The effect of cross-linking density on water vapor and oxygen permeability of hybrid UV cured nano coatings

Abstract

In this study, the effect of cross-linking density of organic contents, precursor ratio and proportion of inorganic to organic phases on water and oxygen permeability of sol-gel based hybrid UV cured coating on biaxially oriented polypropylene (BOPP) substrate was evaluated. Multi-functional acrylic monomers including, Isobornyl acrlate (IBOA), Tripropylene glycol diacrylate (TPGDA), Trimethylol propane triacrylate (TMPTA), Di-penta-erythritol hexa-acrlate (DPHA) and tri-functional aliphatic urethan acrylate oligomer were used as organic phase, while inorganic phase contained tetraethyl orthosilicate (TEOS) and 3-methacryloxy propyltrimethoxy silane (MEMO) precursors. A mixture technique utilized as designing the experimental processes.

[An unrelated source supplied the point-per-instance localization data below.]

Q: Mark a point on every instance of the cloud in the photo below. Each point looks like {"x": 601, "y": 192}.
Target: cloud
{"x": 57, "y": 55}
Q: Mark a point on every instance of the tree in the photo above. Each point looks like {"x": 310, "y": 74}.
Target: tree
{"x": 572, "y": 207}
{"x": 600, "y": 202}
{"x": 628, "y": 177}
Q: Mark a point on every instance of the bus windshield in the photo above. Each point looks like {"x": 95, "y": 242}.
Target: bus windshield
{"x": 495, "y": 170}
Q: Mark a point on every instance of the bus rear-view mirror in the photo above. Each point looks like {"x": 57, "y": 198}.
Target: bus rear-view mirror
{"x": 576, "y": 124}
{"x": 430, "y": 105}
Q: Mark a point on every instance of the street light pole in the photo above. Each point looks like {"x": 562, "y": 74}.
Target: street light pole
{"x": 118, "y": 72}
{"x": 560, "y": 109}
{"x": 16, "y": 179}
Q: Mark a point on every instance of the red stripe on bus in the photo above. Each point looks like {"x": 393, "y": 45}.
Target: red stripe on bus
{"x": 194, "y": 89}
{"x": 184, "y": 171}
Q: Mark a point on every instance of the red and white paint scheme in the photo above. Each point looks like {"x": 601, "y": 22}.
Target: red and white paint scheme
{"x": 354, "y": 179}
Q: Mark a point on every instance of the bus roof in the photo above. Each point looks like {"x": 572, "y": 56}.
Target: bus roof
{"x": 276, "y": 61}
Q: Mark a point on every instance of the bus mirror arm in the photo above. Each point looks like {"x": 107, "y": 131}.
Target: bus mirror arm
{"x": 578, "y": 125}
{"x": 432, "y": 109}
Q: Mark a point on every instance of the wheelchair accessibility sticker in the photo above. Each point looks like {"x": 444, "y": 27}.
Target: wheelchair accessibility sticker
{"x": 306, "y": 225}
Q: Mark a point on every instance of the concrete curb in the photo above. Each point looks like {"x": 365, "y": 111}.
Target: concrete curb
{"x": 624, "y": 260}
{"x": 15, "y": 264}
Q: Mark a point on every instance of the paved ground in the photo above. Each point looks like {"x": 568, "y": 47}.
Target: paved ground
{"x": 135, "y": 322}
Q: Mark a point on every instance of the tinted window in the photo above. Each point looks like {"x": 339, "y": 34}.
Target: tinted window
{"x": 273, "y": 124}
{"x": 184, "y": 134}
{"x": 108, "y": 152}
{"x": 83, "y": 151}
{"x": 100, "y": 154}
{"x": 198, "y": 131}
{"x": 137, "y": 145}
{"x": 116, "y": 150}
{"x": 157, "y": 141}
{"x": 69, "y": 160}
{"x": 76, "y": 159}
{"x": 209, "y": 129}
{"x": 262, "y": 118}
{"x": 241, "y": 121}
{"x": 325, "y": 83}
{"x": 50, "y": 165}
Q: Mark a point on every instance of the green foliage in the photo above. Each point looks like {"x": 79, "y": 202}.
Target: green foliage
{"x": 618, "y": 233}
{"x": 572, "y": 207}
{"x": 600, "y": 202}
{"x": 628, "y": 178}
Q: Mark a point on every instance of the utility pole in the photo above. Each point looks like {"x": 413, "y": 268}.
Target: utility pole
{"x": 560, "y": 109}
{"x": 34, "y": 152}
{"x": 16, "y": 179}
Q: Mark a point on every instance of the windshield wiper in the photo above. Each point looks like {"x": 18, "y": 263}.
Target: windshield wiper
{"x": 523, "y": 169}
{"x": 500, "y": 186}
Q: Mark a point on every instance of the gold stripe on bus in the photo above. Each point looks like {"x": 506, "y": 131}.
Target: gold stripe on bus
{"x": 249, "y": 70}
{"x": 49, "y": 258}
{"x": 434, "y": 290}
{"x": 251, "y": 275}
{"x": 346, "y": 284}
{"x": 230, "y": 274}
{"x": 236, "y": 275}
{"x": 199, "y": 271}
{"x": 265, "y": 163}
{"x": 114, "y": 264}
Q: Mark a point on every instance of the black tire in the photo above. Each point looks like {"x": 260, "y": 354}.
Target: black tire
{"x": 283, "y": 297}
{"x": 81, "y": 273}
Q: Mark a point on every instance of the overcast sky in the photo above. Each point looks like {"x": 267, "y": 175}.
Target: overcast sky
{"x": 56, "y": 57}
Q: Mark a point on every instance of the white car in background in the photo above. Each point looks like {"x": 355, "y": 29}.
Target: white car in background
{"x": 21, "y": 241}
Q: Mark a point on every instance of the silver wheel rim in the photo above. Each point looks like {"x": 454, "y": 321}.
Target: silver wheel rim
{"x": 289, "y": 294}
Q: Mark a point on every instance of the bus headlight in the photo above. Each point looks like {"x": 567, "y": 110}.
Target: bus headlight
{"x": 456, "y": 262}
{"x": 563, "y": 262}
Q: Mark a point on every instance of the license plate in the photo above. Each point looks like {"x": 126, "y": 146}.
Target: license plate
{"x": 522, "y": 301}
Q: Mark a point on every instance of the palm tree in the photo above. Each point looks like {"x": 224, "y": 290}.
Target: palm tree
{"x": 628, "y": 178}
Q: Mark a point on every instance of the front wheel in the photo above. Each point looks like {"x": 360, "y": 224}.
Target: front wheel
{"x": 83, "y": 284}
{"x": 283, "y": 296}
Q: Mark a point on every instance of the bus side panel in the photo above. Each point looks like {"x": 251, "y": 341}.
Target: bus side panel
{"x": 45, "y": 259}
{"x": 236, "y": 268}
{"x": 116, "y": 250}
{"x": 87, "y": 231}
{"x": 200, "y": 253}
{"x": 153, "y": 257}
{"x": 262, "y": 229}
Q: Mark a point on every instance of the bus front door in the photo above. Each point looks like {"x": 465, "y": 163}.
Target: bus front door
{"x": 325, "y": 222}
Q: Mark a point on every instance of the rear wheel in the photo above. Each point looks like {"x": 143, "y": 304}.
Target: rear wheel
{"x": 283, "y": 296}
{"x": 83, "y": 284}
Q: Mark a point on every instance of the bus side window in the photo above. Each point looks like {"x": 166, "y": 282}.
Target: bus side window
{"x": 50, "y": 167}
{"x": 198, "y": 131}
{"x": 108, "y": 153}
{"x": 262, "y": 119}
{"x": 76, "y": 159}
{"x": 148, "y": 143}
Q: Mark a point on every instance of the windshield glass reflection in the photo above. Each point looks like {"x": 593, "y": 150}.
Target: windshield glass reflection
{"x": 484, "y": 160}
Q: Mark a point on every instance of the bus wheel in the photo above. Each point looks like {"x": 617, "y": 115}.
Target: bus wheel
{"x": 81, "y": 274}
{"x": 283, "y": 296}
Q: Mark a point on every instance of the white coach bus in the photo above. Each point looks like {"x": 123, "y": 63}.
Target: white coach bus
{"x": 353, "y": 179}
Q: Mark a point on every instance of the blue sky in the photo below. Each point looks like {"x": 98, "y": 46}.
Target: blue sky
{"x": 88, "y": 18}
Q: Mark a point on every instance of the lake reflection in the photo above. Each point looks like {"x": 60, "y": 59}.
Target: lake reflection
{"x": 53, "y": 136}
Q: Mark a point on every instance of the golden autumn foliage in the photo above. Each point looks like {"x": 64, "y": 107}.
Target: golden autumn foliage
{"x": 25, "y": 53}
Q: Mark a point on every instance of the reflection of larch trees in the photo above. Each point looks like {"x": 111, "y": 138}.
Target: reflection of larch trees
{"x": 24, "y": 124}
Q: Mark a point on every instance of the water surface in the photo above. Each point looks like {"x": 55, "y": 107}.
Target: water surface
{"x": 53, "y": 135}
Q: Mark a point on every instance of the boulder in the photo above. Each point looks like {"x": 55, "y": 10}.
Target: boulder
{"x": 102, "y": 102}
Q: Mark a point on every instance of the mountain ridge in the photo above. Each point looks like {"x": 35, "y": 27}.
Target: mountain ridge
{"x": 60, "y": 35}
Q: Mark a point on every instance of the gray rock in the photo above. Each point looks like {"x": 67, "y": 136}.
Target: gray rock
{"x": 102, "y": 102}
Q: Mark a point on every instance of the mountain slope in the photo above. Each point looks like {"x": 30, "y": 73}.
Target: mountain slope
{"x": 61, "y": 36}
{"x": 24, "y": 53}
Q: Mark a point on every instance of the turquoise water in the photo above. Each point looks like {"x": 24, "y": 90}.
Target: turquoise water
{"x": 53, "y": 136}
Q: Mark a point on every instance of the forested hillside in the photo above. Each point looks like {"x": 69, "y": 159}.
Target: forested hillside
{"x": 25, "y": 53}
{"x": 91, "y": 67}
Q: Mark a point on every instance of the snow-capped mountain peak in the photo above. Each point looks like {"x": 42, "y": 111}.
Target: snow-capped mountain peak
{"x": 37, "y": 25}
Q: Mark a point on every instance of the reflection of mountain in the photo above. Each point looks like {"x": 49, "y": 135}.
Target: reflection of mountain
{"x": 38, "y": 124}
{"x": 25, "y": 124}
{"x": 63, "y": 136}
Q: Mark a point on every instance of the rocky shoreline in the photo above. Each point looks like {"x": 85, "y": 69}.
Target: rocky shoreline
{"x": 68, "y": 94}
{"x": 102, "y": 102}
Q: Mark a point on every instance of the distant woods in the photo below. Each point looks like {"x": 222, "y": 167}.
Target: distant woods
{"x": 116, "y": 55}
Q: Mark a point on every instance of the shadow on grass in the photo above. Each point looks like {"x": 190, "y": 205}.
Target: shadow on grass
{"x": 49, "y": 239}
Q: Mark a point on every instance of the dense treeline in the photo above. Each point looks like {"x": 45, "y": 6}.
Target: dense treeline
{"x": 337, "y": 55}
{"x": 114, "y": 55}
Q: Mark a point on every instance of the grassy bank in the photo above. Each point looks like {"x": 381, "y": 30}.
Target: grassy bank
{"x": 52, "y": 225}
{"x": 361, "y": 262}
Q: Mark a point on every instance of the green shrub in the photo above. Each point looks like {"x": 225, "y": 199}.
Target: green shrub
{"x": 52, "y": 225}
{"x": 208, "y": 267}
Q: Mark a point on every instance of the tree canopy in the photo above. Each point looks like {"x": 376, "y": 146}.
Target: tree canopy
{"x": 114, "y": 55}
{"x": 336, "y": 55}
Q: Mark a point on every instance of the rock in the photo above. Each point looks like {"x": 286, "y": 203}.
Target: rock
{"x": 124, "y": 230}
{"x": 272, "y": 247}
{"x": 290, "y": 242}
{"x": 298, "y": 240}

A high cross-linked hybrid enhanced the barrier property and reduced considerably both the water vapor transmission rate (WVTR) and oxygen transmission rate (OTR) of uncoated BOPP from 88 ± 0.89, to 0.88 ± 0.05 (g / m2.day) and from 2010 ± 26–317 ± 11 (cm3 / m2.day), respectively. It was observed that in constant TEOS to MEMO ratio (I/O = 50), by altering the ratio of inorganic /organic from 20 to 80 water vapor depreciated from 3.9 ± 0.10 to 0.88 ± 0.05 g/ (m2.d). These results were in agreement with the presence of a dense network. Phase images of atomic force microscopy analysis showed a homogenous distribution of inorganic particles in the organic network. The presence of a high cross-linked organic phase can replace the presence of 30% of an inorganic phase in hybrid coatings. The correlation between WVTR and the multiplication of the surface energy (ε) in the cross-linking density (ʋ) has shown that increasing the diffusion coefficient had considerable influence on reduction of WVTR than increasing the solubility coefficient.